Alors que sa candidature ne fait plus l’ombre d’un doute, le président togolais Faure Gnassingbé, face à une opposition estomaquée, tient à gagner la présidentielle d’avril prochain au risque de faire replonger son pays dans les affres des violences électorales.
Mais pourquoi les chefs d’Etat africains s’obstinent-t-ils autant à perdurer au pouvoir ? Cette question qui taraude l’esprit des analystes politiques se justifie encore aujourd’hui en Afrique noire. 2015-2016 sont des années d’élections (une quarantaine) dans plusieurs pays du continent. Autant de points chauds qui inquiètent la communauté internationale si tant est qu’elle se soucie de l’intérêt des peuples.
Parmi ces ‘’zones à risques’’, le Togo, petit pays de l’Afrique de l’ouest réputé pour ses violences électorales, occupe malheureusement une place de choix. Depuis plusieurs mois, le président Faure Gnassingbé et son opposition dite ‘’radicale’’ se déchirent sur l’épineuse question des réformes censées garantir la transparence de la prochaine présidentielle. Pouvoir et opposants se renvoient la balle sur fond de duperie, de faux-fuyant et de fourberie.
Mais, le nœud du problème semble ailleurs car, sous ses airs de timide, Faure Gnassingbé cache bien son jeu : il ne veut pas, ou ne peut pas, partir en 2015. Les raisons.
Question d’ego. La discussion a lieu dans un luxueux hôtel de la capitale burkinabé, Ouagadougou courant 2014. Faure Gnassingbé lors d’une de ses nombreuses visites à l’ex-président du Faso, Blaise Compaoré, se confie à une source qui a requis l’anonymat : «Beaucoup pensent que je suis incapable, que je ne peux rien sans les autres.
Et bien, je vais leur prouver le contraire en gagnant une élection par moi-même ». Parfaite illustration de l’amer sentiment d’infériorité qui a toujours rongé cet introverti que le sort, par l’entremise de quelques officiers supérieurs des Forces armées togolaises (Fat) avec le soutien de la France de Jacques Chirac, a propulsé au sommet de l’Etat togolais en 2005.
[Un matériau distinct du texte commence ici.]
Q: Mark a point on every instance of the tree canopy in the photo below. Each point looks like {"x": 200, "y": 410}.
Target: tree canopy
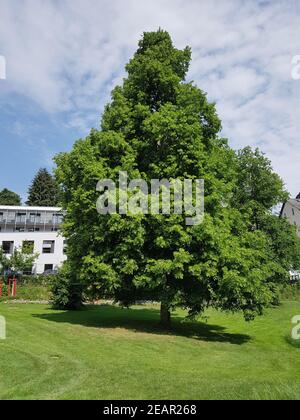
{"x": 43, "y": 191}
{"x": 159, "y": 126}
{"x": 9, "y": 198}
Et, il faut bien le reconnaître, il se débrouille pas mal jusqu’à présent. Comme dans les tragédies grecques, tout commence le 5 février 2005 par la mort brutale dans le ciel tunisien d’Eyadéma Gnassingbé alors doyen des chefs d’Etat africains. Deux de ses fils, Kpatcha et Faure, ont suivi de bout en bout le dernier voyage du « grand baobab de Pya ». Mais, même désigné président, Faure s’est retrouvé écrasé sous le poids de Kpatcha, au sens propre comme au figuré, aux lendemains de cette terrible nouvelle. Présent dans tous les coups fumants : la nuit du 5 février, Kpatcha est aux côtés de son frère lors de la rocambolesque cérémonie d’allégeance des Fat.
Il n’a pas hésité à mobiliser tous les moyens afin de permettre aux députés de se retrouver en session extraordinaire, illico presto, pour légitimer cette forfaiture. Dans un mélodrame à la togolaise orchestré de main de maître par Charles Debbasch, Faure Gnassingbé alors ministre de l’Equipement redevient député, président de l’Assemblée nationale avant de revêtir le manteau de président de la République. Il faut le faire!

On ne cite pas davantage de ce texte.